会社の退職金制度が、確定拠出年金タイプ(企業型DC)の場合は、一般社員でも退職金が増やせる可能性があります。企業型DCは、会社が掛金を拠出し、従業員自らが金融商品を運用するため、会社での能力や仕事の実績と関係なく、運用次第で受取額が増やせる人もいるのです。

企業年金連合会が2023年3月に公表した「確定拠出年金実態調査結果(概要版)」によれば、企業型DCの平均運用利回りは、2021年度(2021年4月~2022年3月まで)の期間は3.5%、制度導入からの平均運用利回り(年率)は3.8%となっています。

また、運用利回りの分布を見てみると、2021年度の運用利回りが15%超となっている人が1.2%おり、制度導入からの運用利回り(年率)が16%超となっている人が0.6%いて、運用によって退職金を増やせている人もいると分かります。

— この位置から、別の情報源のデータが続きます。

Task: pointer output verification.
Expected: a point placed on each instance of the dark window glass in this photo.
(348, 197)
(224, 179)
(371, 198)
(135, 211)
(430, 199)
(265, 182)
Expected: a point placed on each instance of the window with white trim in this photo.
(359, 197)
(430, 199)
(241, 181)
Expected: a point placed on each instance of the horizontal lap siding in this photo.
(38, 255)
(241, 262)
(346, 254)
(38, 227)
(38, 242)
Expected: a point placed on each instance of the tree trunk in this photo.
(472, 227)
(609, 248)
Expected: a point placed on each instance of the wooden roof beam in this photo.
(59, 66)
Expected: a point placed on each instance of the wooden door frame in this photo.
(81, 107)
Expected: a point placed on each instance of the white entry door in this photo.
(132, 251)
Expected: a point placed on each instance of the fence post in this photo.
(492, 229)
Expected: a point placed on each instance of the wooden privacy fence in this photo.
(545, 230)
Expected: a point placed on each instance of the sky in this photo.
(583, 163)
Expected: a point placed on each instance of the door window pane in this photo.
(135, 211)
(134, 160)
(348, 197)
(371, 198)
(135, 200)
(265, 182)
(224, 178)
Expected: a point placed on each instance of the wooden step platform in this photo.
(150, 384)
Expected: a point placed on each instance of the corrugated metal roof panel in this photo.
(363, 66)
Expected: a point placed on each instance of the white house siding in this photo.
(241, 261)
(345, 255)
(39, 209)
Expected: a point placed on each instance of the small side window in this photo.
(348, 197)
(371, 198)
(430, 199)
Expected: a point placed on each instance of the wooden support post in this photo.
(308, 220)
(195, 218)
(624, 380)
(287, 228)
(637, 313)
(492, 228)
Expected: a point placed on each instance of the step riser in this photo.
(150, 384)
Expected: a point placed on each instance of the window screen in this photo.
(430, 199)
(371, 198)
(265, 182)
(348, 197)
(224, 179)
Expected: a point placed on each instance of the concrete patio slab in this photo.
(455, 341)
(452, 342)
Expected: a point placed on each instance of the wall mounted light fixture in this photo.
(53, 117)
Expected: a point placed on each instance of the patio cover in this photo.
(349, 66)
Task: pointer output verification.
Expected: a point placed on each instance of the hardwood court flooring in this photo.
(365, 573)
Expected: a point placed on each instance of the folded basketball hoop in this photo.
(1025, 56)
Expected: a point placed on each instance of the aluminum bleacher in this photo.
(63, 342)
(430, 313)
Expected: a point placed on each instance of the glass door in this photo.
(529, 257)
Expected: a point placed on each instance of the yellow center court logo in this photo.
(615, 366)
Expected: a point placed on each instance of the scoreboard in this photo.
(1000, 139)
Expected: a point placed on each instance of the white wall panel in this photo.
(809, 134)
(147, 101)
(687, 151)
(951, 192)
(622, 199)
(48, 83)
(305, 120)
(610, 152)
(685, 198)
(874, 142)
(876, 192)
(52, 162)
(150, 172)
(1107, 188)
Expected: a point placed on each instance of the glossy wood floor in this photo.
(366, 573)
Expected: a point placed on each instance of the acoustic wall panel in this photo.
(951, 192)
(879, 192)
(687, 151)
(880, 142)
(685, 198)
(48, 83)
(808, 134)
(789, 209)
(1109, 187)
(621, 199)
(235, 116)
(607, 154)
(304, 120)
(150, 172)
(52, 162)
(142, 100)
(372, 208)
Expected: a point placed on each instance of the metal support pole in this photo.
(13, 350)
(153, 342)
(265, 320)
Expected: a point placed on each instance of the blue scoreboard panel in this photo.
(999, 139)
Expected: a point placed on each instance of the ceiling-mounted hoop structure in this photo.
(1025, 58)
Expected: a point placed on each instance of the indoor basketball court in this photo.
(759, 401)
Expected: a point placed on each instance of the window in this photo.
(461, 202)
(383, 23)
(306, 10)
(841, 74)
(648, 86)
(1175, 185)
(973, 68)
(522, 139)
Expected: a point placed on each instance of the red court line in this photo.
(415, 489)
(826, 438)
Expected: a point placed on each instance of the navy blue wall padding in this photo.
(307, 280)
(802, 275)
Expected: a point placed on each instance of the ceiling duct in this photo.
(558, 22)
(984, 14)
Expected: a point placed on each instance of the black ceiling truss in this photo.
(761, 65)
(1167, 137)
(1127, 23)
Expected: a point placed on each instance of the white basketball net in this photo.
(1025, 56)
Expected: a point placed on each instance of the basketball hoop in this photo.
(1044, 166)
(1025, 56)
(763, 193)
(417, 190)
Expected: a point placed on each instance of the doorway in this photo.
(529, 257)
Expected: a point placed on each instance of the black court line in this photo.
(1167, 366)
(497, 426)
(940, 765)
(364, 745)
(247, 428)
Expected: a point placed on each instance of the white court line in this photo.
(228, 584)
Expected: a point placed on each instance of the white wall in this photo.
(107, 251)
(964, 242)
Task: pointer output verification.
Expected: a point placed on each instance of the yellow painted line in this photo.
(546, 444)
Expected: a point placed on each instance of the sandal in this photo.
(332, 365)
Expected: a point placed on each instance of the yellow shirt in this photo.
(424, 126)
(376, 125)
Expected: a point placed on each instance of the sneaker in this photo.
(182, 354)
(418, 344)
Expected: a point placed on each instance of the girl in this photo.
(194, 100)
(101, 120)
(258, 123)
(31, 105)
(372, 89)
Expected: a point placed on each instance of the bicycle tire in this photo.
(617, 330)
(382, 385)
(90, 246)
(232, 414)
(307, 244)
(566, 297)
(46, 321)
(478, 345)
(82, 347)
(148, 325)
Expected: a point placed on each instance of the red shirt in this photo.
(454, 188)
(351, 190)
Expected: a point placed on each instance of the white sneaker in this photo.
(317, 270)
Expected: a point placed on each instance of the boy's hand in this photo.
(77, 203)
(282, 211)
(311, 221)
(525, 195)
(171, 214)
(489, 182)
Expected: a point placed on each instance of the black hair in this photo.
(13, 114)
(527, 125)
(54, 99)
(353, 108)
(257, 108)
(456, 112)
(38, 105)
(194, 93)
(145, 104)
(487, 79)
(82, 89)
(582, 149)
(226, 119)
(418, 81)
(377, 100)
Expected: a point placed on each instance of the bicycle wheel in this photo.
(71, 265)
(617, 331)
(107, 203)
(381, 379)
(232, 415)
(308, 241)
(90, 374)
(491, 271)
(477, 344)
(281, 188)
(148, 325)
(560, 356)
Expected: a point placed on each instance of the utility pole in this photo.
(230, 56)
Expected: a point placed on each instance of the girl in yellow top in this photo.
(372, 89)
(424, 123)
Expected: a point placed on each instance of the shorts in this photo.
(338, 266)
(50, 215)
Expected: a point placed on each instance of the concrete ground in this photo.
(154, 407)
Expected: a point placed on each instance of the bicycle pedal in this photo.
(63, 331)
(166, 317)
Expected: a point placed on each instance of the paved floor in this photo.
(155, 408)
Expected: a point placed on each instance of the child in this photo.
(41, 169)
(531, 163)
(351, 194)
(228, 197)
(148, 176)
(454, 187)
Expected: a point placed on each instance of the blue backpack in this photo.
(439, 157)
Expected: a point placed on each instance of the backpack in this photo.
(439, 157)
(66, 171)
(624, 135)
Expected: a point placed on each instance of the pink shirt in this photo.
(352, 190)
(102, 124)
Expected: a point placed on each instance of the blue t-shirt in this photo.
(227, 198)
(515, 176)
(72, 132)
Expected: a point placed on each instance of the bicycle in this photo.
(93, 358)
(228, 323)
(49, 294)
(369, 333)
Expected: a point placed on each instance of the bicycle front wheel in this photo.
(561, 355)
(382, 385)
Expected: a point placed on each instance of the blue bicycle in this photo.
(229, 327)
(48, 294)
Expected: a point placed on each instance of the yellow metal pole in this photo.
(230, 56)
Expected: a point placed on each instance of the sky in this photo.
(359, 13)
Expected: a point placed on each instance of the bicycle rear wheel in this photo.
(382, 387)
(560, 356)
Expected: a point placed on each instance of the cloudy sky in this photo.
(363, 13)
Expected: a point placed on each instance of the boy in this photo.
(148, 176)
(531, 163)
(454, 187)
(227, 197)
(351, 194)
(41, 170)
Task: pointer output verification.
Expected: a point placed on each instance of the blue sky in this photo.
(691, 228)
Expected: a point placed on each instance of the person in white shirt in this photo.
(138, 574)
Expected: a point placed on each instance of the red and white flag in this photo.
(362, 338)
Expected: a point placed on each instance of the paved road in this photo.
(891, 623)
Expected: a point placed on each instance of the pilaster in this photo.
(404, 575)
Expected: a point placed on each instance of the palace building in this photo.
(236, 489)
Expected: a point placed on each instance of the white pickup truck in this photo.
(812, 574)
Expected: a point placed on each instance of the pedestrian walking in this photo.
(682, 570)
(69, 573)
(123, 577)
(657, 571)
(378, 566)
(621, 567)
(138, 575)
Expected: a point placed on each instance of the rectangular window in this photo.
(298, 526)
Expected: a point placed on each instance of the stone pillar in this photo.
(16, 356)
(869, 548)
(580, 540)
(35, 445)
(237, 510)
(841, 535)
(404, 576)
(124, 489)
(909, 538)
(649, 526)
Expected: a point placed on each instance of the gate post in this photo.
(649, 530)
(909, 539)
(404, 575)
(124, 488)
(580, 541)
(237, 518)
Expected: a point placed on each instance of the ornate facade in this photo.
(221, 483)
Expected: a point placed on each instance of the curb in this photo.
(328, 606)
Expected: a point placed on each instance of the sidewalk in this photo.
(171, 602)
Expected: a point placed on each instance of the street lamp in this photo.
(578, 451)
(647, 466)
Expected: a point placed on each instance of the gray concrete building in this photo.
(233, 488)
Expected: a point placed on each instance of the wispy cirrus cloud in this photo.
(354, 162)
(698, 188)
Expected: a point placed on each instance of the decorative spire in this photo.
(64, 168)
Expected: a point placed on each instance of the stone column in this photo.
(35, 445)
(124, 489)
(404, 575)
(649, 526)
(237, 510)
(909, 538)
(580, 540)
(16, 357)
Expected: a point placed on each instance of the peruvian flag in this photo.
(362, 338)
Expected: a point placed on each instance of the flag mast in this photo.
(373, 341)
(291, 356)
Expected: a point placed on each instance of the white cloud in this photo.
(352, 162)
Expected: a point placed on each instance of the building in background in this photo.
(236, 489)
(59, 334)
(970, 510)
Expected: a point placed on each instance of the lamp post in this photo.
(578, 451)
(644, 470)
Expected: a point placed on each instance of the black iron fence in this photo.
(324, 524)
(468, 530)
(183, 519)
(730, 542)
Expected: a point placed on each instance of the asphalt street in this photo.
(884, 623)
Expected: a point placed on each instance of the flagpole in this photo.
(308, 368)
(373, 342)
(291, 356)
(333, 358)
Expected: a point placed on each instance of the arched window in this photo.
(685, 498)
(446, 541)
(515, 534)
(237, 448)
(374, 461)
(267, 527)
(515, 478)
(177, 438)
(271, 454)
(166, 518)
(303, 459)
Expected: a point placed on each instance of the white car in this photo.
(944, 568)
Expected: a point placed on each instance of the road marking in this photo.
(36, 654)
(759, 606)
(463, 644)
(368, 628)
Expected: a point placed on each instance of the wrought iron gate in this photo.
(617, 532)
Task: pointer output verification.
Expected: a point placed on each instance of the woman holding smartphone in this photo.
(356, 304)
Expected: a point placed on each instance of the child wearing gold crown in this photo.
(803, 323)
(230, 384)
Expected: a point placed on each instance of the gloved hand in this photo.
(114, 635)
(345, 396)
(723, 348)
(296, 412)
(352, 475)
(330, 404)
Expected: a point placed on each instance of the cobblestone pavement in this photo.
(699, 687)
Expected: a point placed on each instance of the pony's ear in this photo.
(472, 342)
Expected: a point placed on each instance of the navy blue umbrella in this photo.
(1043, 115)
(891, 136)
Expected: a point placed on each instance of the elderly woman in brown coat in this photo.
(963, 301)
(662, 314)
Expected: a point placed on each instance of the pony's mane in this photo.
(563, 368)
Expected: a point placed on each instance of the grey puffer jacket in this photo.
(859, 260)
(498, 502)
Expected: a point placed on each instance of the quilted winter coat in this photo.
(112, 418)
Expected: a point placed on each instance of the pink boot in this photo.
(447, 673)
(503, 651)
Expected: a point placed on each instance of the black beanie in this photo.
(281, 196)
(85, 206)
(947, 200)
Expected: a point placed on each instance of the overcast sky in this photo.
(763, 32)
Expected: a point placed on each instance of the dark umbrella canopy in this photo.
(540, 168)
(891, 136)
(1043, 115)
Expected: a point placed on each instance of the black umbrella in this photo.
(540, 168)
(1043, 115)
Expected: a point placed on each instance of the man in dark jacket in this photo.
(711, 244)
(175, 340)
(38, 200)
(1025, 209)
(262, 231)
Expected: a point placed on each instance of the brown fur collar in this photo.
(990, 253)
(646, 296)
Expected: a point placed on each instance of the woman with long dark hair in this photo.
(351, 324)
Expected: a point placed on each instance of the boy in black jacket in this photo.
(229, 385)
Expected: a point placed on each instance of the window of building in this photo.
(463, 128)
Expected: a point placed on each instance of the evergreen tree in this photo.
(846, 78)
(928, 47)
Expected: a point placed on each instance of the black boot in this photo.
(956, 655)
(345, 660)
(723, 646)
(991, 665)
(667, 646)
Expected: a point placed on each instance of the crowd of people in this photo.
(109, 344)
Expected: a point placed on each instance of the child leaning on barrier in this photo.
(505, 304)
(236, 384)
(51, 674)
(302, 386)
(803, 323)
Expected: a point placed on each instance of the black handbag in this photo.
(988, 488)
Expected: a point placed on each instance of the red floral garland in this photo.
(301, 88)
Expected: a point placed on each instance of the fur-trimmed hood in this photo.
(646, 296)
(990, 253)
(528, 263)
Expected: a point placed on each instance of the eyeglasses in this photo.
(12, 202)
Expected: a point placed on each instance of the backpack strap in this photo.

企業型DCは、平均の想定利回りを1.91%としています。これは、企業型DCの給付額と、制度導入前の会社が給付する退職金と同額になるために達成しなければならない運用利回りです。この利回りを上回れば「自分で運用してよかった! 退職金が増えた!」ということになります。

現在のところ、平均運用利回りで見れば、多くの人が、自分で運用した結果、本来もらえる退職金より金額が増えていると言えるでしょう。しかし、運用利回りが1.91%を下回ってしまうと、自分で退職金を減らしてしまったことになります。